Of those vulnerability disclosures, SQL injection-related vulnerabilities jumped 134 percent to replace cross-site scripting as the predominant type of web application vulnerability last year.
So it comes as no surprise that attacks against websites vulnerable to SQL injection rose from an average of a few thousand per day at the beginning of 2008 to several hundred thousands per day by year end, said the IBM report.
In fact, news reports of 2008 did chronicle the occurrences of massive SQL-injection attacks that spanned the globe, sometimes causing huge disruption to organisations that had not patched applications or deployed defensive measures such as web-application firewalls.
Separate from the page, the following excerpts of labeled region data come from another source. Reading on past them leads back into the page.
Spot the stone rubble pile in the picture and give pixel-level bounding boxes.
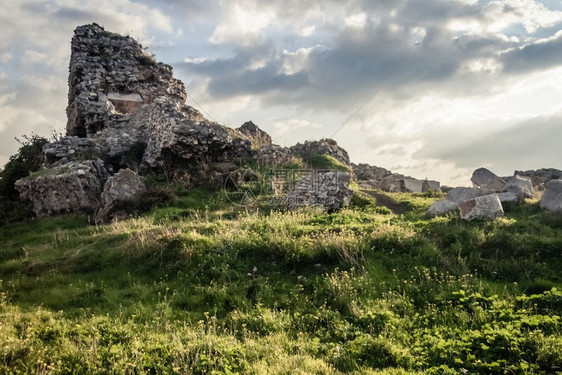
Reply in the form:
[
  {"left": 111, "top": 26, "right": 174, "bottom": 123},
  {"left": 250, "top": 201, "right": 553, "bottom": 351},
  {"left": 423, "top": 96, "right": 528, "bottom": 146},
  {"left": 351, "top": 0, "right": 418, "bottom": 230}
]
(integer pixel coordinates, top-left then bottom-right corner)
[
  {"left": 17, "top": 24, "right": 349, "bottom": 222},
  {"left": 15, "top": 159, "right": 109, "bottom": 217},
  {"left": 426, "top": 168, "right": 562, "bottom": 220},
  {"left": 16, "top": 24, "right": 562, "bottom": 222},
  {"left": 236, "top": 121, "right": 271, "bottom": 149},
  {"left": 286, "top": 171, "right": 353, "bottom": 212},
  {"left": 351, "top": 164, "right": 441, "bottom": 193}
]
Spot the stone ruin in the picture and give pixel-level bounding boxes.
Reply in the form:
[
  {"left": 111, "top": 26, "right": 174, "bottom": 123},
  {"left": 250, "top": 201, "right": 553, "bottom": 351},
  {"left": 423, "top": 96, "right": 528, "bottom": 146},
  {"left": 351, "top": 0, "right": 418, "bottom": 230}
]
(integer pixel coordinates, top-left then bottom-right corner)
[
  {"left": 16, "top": 24, "right": 364, "bottom": 222},
  {"left": 12, "top": 24, "right": 562, "bottom": 222},
  {"left": 426, "top": 168, "right": 562, "bottom": 220},
  {"left": 352, "top": 164, "right": 441, "bottom": 193}
]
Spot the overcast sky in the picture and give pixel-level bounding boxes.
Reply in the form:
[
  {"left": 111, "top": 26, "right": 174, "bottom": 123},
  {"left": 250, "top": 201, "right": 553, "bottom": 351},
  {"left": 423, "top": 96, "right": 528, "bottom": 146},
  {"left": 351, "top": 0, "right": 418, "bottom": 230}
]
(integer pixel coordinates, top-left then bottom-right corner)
[{"left": 0, "top": 0, "right": 562, "bottom": 185}]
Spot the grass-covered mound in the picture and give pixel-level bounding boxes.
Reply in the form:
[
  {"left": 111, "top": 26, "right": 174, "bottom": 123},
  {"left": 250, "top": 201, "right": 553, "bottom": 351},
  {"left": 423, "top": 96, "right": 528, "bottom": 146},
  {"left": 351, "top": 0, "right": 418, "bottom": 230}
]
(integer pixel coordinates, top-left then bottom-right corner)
[{"left": 0, "top": 191, "right": 562, "bottom": 374}]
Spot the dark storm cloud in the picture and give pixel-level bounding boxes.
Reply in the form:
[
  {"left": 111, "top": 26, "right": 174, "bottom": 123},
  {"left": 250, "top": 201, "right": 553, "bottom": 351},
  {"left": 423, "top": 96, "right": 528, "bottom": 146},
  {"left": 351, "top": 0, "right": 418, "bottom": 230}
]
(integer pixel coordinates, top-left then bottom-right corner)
[
  {"left": 176, "top": 0, "right": 540, "bottom": 110},
  {"left": 502, "top": 32, "right": 562, "bottom": 73}
]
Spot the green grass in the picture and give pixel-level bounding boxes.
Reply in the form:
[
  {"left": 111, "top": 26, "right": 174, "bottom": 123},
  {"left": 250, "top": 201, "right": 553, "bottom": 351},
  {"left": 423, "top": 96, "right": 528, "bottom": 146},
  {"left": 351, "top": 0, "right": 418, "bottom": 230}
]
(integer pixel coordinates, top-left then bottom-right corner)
[{"left": 0, "top": 191, "right": 562, "bottom": 374}]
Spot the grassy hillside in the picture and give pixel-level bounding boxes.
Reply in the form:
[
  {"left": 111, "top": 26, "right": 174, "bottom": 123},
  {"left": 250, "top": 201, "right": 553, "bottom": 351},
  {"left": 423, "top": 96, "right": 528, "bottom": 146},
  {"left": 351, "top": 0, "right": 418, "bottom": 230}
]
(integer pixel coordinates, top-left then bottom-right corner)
[{"left": 0, "top": 191, "right": 562, "bottom": 374}]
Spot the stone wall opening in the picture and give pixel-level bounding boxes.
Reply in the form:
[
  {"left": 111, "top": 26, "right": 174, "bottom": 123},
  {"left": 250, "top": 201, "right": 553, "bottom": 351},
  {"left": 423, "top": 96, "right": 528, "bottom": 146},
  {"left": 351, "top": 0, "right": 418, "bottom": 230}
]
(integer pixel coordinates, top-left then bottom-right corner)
[{"left": 107, "top": 92, "right": 144, "bottom": 114}]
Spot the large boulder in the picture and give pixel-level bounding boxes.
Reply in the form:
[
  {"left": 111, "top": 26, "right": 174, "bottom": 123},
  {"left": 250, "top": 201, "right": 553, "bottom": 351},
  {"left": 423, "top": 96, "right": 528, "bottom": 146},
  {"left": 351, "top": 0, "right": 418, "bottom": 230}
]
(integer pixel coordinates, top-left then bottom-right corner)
[
  {"left": 495, "top": 191, "right": 521, "bottom": 203},
  {"left": 540, "top": 180, "right": 562, "bottom": 212},
  {"left": 404, "top": 177, "right": 424, "bottom": 193},
  {"left": 286, "top": 171, "right": 353, "bottom": 211},
  {"left": 446, "top": 187, "right": 494, "bottom": 203},
  {"left": 425, "top": 200, "right": 459, "bottom": 217},
  {"left": 15, "top": 160, "right": 108, "bottom": 217},
  {"left": 459, "top": 194, "right": 504, "bottom": 221},
  {"left": 470, "top": 168, "right": 505, "bottom": 192},
  {"left": 504, "top": 175, "right": 535, "bottom": 200},
  {"left": 236, "top": 121, "right": 271, "bottom": 150},
  {"left": 94, "top": 169, "right": 146, "bottom": 224},
  {"left": 43, "top": 136, "right": 101, "bottom": 167}
]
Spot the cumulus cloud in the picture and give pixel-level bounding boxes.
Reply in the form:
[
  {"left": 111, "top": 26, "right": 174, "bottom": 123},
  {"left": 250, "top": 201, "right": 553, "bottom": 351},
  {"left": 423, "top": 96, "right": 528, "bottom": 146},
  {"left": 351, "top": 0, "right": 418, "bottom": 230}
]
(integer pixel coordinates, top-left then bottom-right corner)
[{"left": 0, "top": 0, "right": 562, "bottom": 181}]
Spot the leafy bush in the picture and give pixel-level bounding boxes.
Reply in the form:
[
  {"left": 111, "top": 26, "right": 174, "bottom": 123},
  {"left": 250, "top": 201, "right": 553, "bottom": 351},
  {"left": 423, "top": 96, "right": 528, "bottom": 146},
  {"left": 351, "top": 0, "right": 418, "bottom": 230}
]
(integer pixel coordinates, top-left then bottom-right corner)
[{"left": 0, "top": 134, "right": 47, "bottom": 224}]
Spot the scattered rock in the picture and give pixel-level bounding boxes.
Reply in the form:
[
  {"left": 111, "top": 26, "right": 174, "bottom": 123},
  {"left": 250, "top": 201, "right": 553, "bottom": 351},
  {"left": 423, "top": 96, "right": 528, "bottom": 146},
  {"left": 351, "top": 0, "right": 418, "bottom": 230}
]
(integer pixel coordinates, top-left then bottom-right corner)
[
  {"left": 404, "top": 177, "right": 423, "bottom": 193},
  {"left": 286, "top": 171, "right": 353, "bottom": 211},
  {"left": 540, "top": 180, "right": 562, "bottom": 212},
  {"left": 425, "top": 200, "right": 459, "bottom": 217},
  {"left": 43, "top": 136, "right": 101, "bottom": 167},
  {"left": 514, "top": 168, "right": 562, "bottom": 191},
  {"left": 381, "top": 174, "right": 406, "bottom": 193},
  {"left": 94, "top": 169, "right": 146, "bottom": 224},
  {"left": 15, "top": 159, "right": 108, "bottom": 217},
  {"left": 470, "top": 168, "right": 505, "bottom": 192},
  {"left": 495, "top": 191, "right": 521, "bottom": 203},
  {"left": 289, "top": 139, "right": 351, "bottom": 166},
  {"left": 446, "top": 187, "right": 494, "bottom": 203},
  {"left": 236, "top": 121, "right": 271, "bottom": 150},
  {"left": 504, "top": 175, "right": 535, "bottom": 201},
  {"left": 459, "top": 194, "right": 503, "bottom": 221},
  {"left": 422, "top": 180, "right": 441, "bottom": 193},
  {"left": 254, "top": 145, "right": 294, "bottom": 166}
]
The IBM security-trends report also identifies other notable events in 2008, including the shutdown on 11 November of the web hoster McColo by two upstream ISPs, Hurricane Electric and Global Crossing.
McColo had been a major source of spam production in the US, and its "takedown," as IBM refers to it, was an event that had an impact in terms of spam volumes.
Just days before the McColo takedown, the United States had been ranked the No. 1 spot worldwide at 14.2 percent of spam production, followed by Russia, Turkey, Spain and Brazil. But after the McColo takedown, the United States immediately dropped to third place at 8 percent, with China suddenly surging to top place at 12.7 percent, the IBM report says.
But in the mercurial world of spam production, things can change quickly and Brazil ended up as the top spam generation spot by year-end with 11.7 percent of global production. The United States stood at 8.1 percent, followed by China at 6.6 percent, Turkey at 5.7 percent and Russia at 5.7 percent. "Looks like Brazil is now taking the lead as a source of spam," Cross said.